The language that is in his head comes largely from Kelly, whom Diaco said he would follow anywhere.
“There’s not a better guy in America to work for, for me, than Brian Kelly,” he said.
Diaco started his coaching career at Iowa after graduation as a graduate assistant. He moved to Western Illinois, where he coached the running backs and special teams, before going to Eastern Michigan from 2001 to 2004. In 2005 he joined Kelly at Central Michigan for a year before going to Virginia, where he learned what he called the “true” 3-4 defense under Al Groh.
But he wanted the freedom to teach that Kelly provided, so he rejoined Kelly in Cincinnati in 2009.
“To be able to work with coach Kelly and be allowed to implement and work and teach, that’s what it’s about,” he said.
His defense had success last season, finishing in the top 10 in the nation in sacks and tackles for loss.

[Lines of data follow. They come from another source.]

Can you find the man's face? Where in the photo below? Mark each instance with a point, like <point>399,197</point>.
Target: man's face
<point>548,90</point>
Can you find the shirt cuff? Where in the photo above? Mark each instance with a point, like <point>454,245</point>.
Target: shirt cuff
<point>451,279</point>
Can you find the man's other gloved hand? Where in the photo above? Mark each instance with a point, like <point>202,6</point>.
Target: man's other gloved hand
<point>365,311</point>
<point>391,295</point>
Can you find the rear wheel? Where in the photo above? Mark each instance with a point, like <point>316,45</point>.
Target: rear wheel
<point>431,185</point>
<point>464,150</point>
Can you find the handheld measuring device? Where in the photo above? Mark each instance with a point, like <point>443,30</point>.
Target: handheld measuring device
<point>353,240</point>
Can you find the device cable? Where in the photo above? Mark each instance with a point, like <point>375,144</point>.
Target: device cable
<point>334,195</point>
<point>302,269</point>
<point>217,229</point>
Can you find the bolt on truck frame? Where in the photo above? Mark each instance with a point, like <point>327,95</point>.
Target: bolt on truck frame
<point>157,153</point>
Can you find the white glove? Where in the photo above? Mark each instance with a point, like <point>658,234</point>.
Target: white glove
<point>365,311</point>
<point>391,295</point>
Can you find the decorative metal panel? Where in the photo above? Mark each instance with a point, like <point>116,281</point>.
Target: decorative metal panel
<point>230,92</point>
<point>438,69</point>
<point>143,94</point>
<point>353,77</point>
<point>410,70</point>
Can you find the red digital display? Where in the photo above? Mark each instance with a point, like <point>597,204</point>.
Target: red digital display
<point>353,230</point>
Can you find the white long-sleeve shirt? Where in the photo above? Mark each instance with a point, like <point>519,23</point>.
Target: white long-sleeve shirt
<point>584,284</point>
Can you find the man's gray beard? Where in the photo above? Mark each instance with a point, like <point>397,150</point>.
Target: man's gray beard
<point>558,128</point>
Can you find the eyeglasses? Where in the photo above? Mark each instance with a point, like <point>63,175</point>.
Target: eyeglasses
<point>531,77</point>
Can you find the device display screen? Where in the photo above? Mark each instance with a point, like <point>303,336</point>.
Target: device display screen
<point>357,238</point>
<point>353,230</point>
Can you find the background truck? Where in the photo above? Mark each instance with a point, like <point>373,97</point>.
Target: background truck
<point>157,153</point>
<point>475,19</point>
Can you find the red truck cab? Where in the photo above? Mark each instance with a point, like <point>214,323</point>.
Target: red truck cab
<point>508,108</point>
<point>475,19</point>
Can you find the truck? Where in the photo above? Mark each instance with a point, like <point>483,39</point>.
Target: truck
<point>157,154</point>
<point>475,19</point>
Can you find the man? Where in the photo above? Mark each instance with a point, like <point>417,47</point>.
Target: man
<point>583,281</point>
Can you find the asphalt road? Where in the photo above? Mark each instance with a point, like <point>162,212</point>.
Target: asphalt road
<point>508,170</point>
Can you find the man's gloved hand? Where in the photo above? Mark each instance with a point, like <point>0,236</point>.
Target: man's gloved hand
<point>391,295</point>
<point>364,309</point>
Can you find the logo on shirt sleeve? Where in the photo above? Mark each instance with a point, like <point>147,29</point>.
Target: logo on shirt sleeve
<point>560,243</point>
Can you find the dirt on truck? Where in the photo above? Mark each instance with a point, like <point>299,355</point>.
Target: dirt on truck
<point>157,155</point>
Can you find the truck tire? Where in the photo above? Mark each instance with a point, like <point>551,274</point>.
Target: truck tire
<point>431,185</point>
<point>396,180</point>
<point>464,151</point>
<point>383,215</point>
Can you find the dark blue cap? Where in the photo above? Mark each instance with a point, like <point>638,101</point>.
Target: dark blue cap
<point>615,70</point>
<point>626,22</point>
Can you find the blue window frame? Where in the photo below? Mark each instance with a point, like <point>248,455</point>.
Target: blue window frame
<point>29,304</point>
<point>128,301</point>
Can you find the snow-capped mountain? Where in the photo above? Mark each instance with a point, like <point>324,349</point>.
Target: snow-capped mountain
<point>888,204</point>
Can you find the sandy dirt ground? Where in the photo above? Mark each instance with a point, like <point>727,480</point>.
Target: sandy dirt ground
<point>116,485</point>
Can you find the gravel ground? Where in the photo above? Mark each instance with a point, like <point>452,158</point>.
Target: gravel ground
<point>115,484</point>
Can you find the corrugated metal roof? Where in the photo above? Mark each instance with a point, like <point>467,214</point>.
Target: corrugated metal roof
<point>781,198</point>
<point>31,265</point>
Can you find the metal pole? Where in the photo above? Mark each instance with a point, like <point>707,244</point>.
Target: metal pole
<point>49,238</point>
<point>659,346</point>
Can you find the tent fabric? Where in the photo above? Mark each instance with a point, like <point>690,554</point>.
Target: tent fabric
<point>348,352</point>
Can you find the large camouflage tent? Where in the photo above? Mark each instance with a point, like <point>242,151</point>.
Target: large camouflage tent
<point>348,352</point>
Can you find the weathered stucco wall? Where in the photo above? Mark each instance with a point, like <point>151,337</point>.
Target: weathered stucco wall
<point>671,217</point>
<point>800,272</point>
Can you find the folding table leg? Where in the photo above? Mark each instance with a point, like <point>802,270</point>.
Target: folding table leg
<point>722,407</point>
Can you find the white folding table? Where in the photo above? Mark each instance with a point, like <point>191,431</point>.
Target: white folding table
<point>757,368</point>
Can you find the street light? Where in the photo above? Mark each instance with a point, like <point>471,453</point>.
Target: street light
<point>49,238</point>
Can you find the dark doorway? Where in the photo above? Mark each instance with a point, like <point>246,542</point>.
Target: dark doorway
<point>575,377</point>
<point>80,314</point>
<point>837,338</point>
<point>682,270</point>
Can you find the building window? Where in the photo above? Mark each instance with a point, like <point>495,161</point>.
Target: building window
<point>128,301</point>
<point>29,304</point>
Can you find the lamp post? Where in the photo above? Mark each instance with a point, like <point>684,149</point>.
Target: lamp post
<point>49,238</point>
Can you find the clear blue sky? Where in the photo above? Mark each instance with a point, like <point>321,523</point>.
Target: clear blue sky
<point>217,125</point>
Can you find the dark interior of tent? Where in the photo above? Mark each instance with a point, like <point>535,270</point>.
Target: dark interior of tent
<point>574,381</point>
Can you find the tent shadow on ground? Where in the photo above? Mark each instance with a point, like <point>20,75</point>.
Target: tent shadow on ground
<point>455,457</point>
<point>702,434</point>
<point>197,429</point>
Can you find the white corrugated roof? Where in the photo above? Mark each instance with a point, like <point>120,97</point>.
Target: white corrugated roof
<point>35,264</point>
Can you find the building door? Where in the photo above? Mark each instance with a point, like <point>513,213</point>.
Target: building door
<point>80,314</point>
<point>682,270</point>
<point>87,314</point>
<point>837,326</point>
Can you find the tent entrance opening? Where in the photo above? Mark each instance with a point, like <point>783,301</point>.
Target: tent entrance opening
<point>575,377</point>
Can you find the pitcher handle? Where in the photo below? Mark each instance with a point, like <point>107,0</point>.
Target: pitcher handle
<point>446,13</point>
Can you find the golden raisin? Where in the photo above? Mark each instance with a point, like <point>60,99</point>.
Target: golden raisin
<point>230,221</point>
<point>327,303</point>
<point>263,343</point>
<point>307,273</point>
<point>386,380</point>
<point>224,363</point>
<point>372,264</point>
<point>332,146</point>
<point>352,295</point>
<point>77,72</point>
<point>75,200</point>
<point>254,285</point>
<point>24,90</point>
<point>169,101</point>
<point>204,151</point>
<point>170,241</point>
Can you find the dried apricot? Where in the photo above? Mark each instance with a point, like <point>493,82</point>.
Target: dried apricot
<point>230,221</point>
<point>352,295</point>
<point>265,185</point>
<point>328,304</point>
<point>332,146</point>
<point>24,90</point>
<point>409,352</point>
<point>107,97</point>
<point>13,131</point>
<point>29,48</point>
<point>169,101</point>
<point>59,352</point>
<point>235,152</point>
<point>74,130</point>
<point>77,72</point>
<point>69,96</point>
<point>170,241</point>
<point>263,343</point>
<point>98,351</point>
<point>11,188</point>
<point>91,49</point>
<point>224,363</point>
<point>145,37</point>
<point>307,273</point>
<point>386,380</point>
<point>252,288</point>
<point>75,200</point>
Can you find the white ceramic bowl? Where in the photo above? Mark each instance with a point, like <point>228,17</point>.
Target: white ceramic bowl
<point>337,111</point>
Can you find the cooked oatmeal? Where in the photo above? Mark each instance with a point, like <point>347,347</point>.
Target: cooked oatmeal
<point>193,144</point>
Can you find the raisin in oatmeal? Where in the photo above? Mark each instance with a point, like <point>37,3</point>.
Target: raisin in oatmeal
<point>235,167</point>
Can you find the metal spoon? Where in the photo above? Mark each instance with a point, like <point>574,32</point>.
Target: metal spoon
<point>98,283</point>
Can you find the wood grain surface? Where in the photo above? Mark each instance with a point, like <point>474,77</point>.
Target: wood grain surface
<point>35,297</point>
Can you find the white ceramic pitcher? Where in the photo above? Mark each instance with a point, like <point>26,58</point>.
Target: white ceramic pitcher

It also had its share of challenges: in the final five games, the defense gave up an average of 39.4 points per game, including 45 to Connecticut, 44 to Pittsburgh and 51 in a Sugar Bowl loss to Florida.
He also has to deal with Kelly’s quick-strike offense, which ranked dead last in time of possession last season and put his defense on the field for a large chunk of the game.
He’s fine with it.
“At the end of the game, we have one more point than them, awesome,” Diaco said. “It’s really how the game is put together and conducted to win the game.”
Diaco said he hasn’t gotten much of a chance to look at his personnel because he has focused on locking up the recruiting class and the players are going through strength and conditioning. But once he does start working with them, his style will stay the same as it has.
“The core principles for playing great defense don’t change wherever you are, wherever you’re at and whatever the previous defensive circumstances were,” he said.
That includes tackling, Notre Dame’s Achilles’ heel this season. Diaco said he and Kelly will work on tackling every day, because it needs to be worked every day. First, it takes players with the ability to make open-field tackles, he said. The up-tempo practice style, he said, helps defenders swarm to the ball and cut off angles. Finally, Kelly and Diaco have a variety of drills ranging from T-shirts and shorts to full pads.
“Coach Kelly will tee it up and we’ll go live,” he said.
The challenges facing Diaco and Notre Dame’s defense fall right into Diaco’s comfort zone, if you are to believe his body language. Whenever he speaks about football, he leans forward, his slate-blue eyes wide and excited as he explains his motivation.
“I love, love, love, always have, teaching young men, helping them become productive men through football,” he said. “That’s really it for me. What has me hit my two feet on the floor running every morning and go as long and hard as I possibly can is to try to help a young man become a man through football.”